Every few weeks, we lose the ability to SSH to one of our CentOS 8 Linux servers. Monitoring shows that the system load increases to unreasonable levels and systemd-logind stops responding.
Here are the last messages from /var/log/messages prior to having to reboot.
Dec 9 12:42:15 rml-dev06 systemd[1]: Starting "Sophos Anti-Virus update"...
Dec 9 12:42:23 rml-dev06 savd[1203]: update.updated: Updating from versions - SAV: 10.5.2, Engine: 3.79.0, Data: 5.80
Dec 9 12:42:23 rml-dev06 savd[1203]: update.updated: Updating Sophos Anti-Virus....#012Updating SAVScan on-demand scanner#012Updating Virus Engine and Data#012Updating Manifest#012Update completed.
Dec 9 12:42:23 rml-dev06 savd[1203]: update.updated: Updated to versions - SAV: 10.5.2, Engine: 3.79.0, Data: 5.80
Dec 9 12:42:23 rml-dev06 savd[1203]: update.updated: Successfully updated Sophos Anti-Virus from sdds:SOPHOS
Dec 9 12:42:23 rml-dev06 systemd[1]: Started "Sophos Anti-Virus update".

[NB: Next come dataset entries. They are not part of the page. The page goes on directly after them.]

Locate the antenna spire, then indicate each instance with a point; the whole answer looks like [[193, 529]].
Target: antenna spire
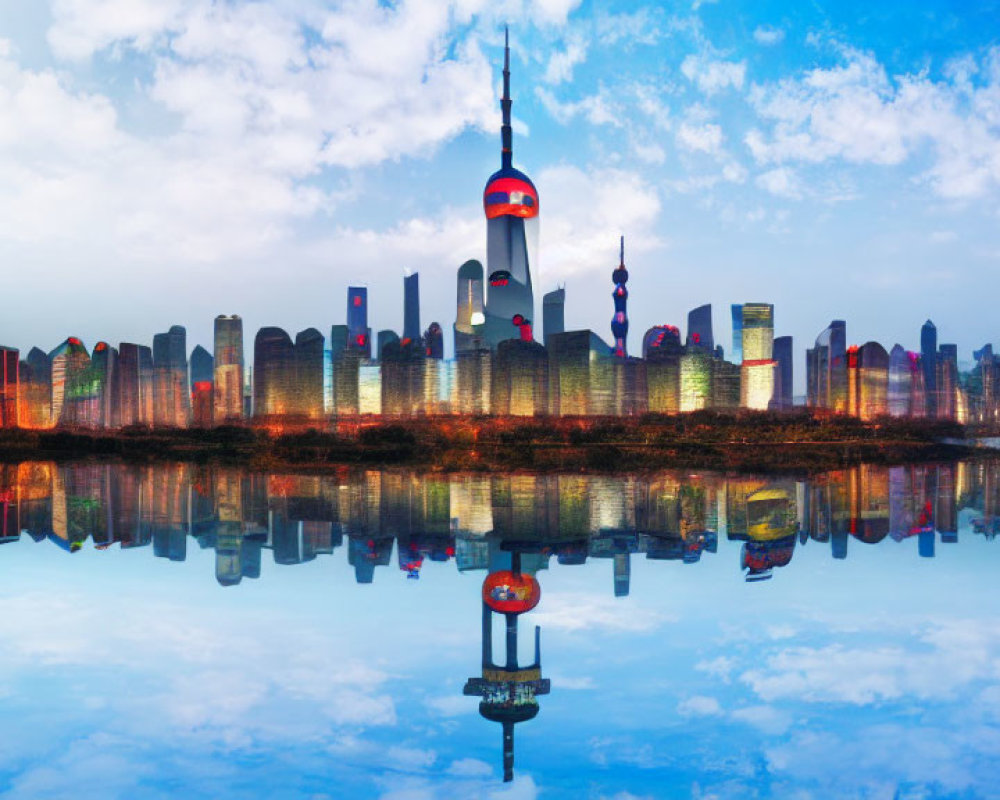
[[506, 135]]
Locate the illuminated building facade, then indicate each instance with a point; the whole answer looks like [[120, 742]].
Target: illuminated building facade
[[757, 367], [700, 329], [411, 306], [202, 388], [10, 390], [619, 322], [228, 379], [69, 361], [928, 360], [520, 379], [274, 373], [171, 397], [510, 202], [307, 393], [783, 373], [35, 381], [359, 335], [470, 319], [581, 378], [553, 314], [662, 349], [826, 369]]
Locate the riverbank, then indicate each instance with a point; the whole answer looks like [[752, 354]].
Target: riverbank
[[745, 441]]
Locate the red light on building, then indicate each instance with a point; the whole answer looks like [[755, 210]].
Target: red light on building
[[509, 593]]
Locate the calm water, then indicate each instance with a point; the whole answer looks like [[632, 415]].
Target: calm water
[[175, 631]]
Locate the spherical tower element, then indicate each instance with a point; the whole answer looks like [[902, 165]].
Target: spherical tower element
[[619, 322]]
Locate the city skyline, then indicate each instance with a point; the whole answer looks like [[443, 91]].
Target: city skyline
[[120, 98]]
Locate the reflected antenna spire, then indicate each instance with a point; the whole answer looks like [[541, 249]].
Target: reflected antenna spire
[[506, 135]]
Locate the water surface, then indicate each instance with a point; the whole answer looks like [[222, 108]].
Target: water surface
[[175, 631]]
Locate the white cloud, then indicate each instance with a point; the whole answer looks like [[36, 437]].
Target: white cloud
[[854, 111], [780, 181], [767, 719], [768, 35], [572, 611], [470, 768], [713, 76], [705, 138], [699, 706], [562, 62]]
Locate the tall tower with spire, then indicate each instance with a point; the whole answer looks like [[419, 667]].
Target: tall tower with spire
[[619, 322], [510, 202]]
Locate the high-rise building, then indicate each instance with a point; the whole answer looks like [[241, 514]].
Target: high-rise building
[[700, 328], [757, 372], [133, 388], [619, 322], [9, 387], [553, 314], [36, 390], [274, 373], [171, 396], [228, 378], [202, 388], [434, 341], [868, 381], [411, 306], [826, 369], [470, 321], [510, 202], [782, 373], [737, 312], [928, 360], [359, 335], [307, 397], [68, 361]]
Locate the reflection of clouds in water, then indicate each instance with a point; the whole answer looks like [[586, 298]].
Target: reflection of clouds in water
[[577, 611], [946, 656]]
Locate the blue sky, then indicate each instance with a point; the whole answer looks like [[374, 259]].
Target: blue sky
[[163, 161]]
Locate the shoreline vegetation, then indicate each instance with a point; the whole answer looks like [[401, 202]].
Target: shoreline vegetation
[[767, 442]]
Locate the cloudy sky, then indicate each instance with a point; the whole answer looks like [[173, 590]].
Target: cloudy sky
[[164, 161]]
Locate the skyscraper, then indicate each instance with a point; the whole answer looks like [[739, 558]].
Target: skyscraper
[[228, 380], [929, 359], [782, 373], [9, 388], [411, 306], [700, 328], [553, 314], [359, 335], [274, 372], [171, 396], [757, 374], [619, 322], [202, 391], [510, 202], [469, 317]]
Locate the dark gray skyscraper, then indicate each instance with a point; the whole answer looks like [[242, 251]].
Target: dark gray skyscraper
[[411, 307], [928, 360], [700, 328], [782, 373], [553, 314]]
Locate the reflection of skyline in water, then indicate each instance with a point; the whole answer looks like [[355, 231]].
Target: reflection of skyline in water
[[372, 515], [505, 525]]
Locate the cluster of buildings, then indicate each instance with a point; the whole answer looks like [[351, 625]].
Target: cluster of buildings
[[381, 517], [501, 365], [509, 527]]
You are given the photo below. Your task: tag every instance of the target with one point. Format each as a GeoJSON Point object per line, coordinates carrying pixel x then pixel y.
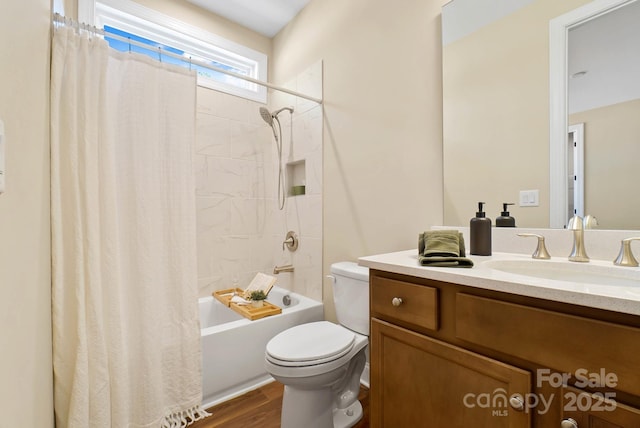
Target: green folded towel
{"type": "Point", "coordinates": [442, 248]}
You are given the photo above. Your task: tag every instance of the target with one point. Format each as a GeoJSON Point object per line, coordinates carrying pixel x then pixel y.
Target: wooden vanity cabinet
{"type": "Point", "coordinates": [446, 355]}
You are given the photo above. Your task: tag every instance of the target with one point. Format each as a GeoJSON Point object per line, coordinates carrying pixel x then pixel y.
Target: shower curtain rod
{"type": "Point", "coordinates": [69, 22]}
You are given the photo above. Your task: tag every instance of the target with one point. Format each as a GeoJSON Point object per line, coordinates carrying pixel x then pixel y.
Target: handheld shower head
{"type": "Point", "coordinates": [266, 116]}
{"type": "Point", "coordinates": [269, 117]}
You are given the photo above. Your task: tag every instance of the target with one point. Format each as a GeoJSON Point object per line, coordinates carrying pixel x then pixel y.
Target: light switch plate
{"type": "Point", "coordinates": [529, 198]}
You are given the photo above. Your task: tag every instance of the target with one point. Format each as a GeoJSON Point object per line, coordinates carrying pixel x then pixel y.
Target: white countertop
{"type": "Point", "coordinates": [624, 299]}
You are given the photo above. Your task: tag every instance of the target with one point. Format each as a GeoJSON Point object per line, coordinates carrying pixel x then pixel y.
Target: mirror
{"type": "Point", "coordinates": [498, 72]}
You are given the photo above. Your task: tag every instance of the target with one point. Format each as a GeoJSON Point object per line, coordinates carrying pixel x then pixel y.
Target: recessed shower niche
{"type": "Point", "coordinates": [296, 178]}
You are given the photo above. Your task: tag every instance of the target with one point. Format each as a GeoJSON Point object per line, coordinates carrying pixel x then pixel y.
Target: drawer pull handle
{"type": "Point", "coordinates": [517, 402]}
{"type": "Point", "coordinates": [569, 423]}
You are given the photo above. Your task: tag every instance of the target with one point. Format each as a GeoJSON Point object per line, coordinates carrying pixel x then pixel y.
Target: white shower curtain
{"type": "Point", "coordinates": [125, 319]}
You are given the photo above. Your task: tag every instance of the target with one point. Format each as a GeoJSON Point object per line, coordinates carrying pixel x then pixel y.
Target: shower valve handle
{"type": "Point", "coordinates": [291, 241]}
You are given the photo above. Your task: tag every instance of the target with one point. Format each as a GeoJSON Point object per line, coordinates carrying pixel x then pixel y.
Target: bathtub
{"type": "Point", "coordinates": [233, 346]}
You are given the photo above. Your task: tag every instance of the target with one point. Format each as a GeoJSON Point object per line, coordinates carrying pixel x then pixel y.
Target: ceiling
{"type": "Point", "coordinates": [266, 17]}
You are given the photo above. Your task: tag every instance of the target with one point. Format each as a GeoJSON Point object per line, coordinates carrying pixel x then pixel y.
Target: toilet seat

I don't have the screenshots of the system load and CPU usage but around 12:42:30, there was a brief spike to 100% CPU usage for the sav-protect service (presumably corresponding to the update and restart logged above). Immediately after this the system load started climbing and didn't come back down until we rebooted. Over a few hours it reaches loads greater than 100.
Some processes keep running, e.g. webservers, but given that we can't login we have to reboot.
Any ideas what's causing this or how we can investigate further?
This thread was automatically locked due to age.